Thread: "SELECT IN" Still Broken in 7.4b
I'm sure many on this list are sick of hearing about this problem, but it was on the fix list for 7.4, but doesn't appear to have been changed. You can see one of the many threads on the problem at: http://archives.postgresql.org/pgsql-sql/2003-05/msg00352.php Basically, queries of the form SELECT <rows> FROM <table> WHERE <row> IN (<list of values>) take forever for high numbers of rows in the IN clause. We've done timing on 7.3 and 7.4b and there is no speed improvement on these queries. Does anyone know what the status of this bug is? -- _______________________________________________________________________ Front Logic Inc. Tel: 306.653.2725 x14 226 Pacific Ave or 1.800.521.4510 x14 Saskatoon, SK Fax: 306.653.0972 S7K 1N9 Canada Cell: 306.717.2550 http://www.frontlogic.com mike.winter@frontlogic.com
On Wed, 20 Aug 2003, Mike Winter wrote: > I'm sure many on this list are sick of hearing about this problem, but it > was on the fix list for 7.4, but doesn't appear to have been changed. IN (subselect) was changed for 7.4 (although I'm not sure of the list mentions the difference). I don't know of any major changes to IN (valuelist) though.
On Wed, 20 Aug 2003, Stephan Szabo wrote: > > On Wed, 20 Aug 2003, Mike Winter wrote: > > > I'm sure many on this list are sick of hearing about this problem, but it > > was on the fix list for 7.4, but doesn't appear to have been changed. > > IN (subselect) was changed for 7.4 (although I'm not sure of the list > mentions the difference). I don't know of any major changes to IN > (valuelist) though. Thanks, Stephan. I was really hoping that the IN(valuelist) was going to be changed at the same time, because it really is unusable for anything over a couple of thousand values. -- _______________________________________________________________________ Front Logic Inc. Tel: 306.653.2725 x14 226 Pacific Ave or 1.800.521.4510 x14 Saskatoon, SK Fax: 306.653.0972 S7K 1N9 Canada Cell: 306.717.2550 http://www.frontlogic.com mike.winter@frontlogic.com
> Thanks, Stephan. I was really hoping that the IN(valuelist) was going to > be changed at the same time, because it really is unusable for anything > over a couple of thousand values. Changed to do what? I suppose that the ability to combine several index scans via a bitmap would help to linearize those, but that is far from an IN(valuelist) specific enhancement.
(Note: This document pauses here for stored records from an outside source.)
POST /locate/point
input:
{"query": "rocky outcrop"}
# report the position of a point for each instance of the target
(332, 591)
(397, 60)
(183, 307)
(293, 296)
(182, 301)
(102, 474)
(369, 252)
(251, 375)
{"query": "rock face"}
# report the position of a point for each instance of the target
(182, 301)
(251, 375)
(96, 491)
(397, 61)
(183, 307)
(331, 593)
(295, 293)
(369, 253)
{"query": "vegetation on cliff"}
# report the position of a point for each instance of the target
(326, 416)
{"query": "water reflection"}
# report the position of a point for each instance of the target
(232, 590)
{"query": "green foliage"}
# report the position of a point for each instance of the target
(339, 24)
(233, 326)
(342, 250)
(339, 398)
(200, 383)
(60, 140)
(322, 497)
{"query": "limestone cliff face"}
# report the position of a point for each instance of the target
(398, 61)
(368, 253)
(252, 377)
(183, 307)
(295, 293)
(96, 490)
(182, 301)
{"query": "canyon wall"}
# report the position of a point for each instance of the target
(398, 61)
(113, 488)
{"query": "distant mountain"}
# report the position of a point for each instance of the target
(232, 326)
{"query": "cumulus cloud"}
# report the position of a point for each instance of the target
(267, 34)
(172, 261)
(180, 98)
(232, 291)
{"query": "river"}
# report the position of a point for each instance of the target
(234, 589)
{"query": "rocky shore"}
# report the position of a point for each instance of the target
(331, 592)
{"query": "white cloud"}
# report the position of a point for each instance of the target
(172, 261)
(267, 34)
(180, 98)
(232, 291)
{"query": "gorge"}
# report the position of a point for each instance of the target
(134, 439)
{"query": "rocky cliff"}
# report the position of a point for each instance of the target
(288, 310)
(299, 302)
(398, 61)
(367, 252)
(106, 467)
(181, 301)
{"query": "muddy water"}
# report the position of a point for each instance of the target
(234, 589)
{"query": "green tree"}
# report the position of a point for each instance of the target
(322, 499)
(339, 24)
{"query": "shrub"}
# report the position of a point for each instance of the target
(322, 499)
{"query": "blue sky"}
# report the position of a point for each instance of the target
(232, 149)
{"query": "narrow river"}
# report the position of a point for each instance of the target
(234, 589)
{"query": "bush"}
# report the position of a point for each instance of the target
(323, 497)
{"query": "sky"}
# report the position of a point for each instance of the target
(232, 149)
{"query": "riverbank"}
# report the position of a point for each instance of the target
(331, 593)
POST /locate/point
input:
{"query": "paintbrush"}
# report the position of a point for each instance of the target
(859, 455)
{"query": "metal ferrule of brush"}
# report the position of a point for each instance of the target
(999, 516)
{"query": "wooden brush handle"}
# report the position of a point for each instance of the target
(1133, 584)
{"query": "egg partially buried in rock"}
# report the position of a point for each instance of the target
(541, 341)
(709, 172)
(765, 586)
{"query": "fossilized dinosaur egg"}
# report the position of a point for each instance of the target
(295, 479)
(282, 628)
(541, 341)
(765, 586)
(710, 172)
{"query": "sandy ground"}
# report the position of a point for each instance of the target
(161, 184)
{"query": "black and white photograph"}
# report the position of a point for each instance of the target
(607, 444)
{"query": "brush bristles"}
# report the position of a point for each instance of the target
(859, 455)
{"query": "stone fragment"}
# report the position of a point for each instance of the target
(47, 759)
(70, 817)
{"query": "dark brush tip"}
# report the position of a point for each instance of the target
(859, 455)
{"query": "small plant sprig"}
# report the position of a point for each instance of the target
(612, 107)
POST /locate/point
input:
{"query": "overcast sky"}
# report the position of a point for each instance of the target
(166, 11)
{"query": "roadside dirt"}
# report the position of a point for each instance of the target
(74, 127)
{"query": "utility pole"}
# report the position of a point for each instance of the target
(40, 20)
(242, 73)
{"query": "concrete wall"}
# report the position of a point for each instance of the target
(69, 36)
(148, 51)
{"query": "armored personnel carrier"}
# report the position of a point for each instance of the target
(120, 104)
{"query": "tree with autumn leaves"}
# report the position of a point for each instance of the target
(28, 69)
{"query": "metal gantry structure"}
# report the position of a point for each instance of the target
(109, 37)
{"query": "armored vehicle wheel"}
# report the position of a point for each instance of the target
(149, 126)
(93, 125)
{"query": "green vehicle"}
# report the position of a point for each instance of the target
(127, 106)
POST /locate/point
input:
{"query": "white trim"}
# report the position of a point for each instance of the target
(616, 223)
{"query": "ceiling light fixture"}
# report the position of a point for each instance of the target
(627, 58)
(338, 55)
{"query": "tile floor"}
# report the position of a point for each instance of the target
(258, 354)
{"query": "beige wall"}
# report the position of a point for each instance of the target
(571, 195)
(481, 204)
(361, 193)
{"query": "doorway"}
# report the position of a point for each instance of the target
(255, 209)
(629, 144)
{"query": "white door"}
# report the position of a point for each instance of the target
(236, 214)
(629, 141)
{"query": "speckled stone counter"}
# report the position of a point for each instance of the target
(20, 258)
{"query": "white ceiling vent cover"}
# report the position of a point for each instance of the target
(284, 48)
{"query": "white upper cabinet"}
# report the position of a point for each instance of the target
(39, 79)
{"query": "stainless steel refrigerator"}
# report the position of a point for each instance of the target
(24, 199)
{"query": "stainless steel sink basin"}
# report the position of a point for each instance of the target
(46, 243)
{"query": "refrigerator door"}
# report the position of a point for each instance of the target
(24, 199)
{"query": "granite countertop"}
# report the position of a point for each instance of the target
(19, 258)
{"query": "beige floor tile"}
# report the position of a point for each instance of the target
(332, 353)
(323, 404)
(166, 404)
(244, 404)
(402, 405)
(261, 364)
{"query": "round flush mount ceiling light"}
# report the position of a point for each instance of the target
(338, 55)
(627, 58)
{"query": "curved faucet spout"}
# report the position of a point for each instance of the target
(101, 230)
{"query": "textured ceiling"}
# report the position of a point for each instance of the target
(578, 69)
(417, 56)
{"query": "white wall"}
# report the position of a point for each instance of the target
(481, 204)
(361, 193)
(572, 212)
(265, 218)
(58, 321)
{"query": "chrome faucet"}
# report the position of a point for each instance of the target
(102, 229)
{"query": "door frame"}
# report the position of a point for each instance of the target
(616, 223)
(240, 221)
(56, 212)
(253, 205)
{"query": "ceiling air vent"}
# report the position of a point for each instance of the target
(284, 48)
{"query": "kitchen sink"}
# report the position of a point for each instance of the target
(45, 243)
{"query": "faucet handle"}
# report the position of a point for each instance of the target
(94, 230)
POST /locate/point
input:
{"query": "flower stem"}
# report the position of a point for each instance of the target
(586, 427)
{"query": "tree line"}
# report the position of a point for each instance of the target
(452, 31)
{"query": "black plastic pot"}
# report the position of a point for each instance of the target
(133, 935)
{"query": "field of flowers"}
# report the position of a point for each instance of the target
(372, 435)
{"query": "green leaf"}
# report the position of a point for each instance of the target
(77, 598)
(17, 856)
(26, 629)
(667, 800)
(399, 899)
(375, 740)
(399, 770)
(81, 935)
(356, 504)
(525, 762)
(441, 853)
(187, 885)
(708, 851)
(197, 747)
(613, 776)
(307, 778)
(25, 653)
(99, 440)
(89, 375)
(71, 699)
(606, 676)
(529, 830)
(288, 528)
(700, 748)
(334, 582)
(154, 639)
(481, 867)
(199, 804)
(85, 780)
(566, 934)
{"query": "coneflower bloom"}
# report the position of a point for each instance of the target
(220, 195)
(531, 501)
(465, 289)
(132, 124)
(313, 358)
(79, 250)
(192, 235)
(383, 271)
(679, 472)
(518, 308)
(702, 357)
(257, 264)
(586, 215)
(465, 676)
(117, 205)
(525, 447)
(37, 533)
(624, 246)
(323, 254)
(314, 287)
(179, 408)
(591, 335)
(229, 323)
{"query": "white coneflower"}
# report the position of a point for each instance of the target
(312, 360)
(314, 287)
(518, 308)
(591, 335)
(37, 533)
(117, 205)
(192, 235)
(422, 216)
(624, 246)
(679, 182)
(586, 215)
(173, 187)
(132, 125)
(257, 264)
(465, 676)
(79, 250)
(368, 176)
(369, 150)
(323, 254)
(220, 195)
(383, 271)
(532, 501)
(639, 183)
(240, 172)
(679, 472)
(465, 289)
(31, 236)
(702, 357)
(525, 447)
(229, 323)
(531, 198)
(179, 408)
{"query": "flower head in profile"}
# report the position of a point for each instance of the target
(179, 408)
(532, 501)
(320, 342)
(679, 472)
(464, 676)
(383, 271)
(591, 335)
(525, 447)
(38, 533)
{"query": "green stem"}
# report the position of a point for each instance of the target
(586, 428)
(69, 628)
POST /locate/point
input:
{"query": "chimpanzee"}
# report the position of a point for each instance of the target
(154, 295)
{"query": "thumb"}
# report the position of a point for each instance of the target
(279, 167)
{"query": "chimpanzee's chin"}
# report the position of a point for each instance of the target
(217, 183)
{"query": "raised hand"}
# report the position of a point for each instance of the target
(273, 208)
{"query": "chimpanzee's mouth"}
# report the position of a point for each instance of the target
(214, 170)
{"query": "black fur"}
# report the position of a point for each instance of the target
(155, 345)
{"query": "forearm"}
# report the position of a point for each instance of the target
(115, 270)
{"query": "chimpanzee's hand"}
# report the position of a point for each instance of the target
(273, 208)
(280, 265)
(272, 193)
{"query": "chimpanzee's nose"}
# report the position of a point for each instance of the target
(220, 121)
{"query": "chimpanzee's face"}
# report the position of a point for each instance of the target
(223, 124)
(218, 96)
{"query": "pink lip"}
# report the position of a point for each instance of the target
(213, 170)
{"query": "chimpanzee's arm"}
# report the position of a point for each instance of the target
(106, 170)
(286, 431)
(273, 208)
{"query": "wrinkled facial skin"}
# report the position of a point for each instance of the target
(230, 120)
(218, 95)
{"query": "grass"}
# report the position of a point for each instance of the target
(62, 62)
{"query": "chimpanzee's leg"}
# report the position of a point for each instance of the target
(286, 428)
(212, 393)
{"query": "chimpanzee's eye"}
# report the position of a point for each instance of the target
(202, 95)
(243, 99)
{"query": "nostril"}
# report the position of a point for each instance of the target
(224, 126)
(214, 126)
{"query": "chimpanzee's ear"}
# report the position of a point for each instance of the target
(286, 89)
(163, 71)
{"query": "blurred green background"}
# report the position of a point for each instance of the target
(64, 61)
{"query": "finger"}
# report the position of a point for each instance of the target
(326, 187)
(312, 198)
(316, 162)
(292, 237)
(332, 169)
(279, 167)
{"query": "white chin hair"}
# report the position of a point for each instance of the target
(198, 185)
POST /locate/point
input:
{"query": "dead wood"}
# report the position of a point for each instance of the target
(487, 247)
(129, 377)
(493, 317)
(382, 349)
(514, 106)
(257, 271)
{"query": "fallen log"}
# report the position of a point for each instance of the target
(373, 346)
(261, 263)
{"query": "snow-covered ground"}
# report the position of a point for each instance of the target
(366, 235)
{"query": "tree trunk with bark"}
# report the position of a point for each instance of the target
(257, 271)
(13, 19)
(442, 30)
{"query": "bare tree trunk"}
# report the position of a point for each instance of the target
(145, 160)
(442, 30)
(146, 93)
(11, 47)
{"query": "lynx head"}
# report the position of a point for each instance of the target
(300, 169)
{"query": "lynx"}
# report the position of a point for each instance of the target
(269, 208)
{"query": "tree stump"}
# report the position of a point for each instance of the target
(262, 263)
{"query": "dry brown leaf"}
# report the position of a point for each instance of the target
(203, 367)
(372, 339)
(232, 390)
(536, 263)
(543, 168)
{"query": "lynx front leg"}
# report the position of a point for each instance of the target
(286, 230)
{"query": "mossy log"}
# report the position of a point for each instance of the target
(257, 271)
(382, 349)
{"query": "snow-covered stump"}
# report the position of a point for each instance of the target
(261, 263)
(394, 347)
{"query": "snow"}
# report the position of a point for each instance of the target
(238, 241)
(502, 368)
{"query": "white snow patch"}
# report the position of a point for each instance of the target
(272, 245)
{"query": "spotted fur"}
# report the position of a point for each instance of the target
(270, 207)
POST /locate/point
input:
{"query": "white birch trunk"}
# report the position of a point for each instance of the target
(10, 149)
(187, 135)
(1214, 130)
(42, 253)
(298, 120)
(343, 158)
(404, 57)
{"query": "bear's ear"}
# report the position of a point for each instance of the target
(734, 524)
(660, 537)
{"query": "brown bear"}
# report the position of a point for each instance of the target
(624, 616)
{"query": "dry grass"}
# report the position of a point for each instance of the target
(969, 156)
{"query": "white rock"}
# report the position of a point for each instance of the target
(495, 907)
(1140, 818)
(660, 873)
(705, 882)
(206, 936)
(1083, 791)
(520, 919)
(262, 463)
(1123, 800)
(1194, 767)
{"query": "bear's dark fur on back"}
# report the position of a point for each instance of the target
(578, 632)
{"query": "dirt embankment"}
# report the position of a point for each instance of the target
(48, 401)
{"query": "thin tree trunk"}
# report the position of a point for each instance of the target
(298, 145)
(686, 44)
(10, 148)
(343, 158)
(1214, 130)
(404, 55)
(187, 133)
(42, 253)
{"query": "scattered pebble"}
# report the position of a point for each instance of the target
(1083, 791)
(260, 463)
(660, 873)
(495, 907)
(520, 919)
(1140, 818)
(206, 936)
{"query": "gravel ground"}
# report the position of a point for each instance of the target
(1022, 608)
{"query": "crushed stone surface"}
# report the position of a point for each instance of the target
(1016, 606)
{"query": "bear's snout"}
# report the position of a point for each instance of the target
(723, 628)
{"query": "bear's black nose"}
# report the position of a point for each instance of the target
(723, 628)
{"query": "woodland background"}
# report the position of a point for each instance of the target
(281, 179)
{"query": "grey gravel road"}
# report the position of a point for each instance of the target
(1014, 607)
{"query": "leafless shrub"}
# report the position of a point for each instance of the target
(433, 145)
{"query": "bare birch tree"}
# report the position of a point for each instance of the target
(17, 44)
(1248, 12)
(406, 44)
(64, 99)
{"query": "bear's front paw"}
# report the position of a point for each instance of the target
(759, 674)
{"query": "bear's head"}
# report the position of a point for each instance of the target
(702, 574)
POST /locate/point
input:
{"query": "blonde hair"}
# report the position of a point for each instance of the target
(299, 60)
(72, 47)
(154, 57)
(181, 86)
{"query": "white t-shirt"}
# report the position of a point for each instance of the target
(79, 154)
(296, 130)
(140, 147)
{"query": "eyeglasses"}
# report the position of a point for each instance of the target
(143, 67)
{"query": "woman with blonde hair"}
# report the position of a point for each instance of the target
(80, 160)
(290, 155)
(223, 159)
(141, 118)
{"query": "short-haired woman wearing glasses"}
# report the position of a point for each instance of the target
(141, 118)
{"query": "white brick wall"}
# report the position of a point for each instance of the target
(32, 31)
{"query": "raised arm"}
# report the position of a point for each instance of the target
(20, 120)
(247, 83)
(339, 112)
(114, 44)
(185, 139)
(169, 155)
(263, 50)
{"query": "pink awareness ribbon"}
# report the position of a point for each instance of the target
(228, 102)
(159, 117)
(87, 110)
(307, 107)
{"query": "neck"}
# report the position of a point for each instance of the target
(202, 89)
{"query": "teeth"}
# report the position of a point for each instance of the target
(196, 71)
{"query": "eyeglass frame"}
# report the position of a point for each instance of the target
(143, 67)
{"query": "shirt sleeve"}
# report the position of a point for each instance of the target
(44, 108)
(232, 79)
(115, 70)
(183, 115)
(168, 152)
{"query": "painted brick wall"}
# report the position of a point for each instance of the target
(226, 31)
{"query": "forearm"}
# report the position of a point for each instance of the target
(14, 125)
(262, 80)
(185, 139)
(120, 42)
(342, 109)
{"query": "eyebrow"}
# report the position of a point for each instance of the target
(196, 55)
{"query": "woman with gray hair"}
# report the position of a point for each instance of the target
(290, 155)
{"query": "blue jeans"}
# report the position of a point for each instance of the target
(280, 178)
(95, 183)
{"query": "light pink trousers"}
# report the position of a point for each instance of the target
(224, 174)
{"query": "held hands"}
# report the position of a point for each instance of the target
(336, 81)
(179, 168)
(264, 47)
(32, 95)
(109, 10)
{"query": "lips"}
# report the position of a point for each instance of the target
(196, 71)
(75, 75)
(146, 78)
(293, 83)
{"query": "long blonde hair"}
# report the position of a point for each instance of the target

Ensure your IN list is unique. You might find better times by through an indexed temp table. On Wed, 2003-08-20 at 16:32, Mike Winter wrote: > I'm sure many on this list are sick of hearing about this problem, but it > was on the fix list for 7.4, but doesn't appear to have been changed. > > You can see one of the many threads on the problem at: > http://archives.postgresql.org/pgsql-sql/2003-05/msg00352.php > > Basically, queries of the form SELECT <rows> FROM <table> WHERE <row> IN > (<list of values>) take forever for high numbers of rows in the IN clause. > We've done timing on 7.3 and 7.4b and there is no speed improvement on > these queries. > > Does anyone know what the status of this bug is?
On Wed, 20 Aug 2003, Rod Taylor wrote: > > Thanks, Stephan. I was really hoping that the IN(valuelist) was going to > > be changed at the same time, because it really is unusable for anything > > over a couple of thousand values. > > Changed to do what? One possibility might be to act as if the valuelist was a table and do the IN as if it were that way, rather than treating it as a set of ORs. That would be basically like doing the temporary table solution, but without requiring the user to do it.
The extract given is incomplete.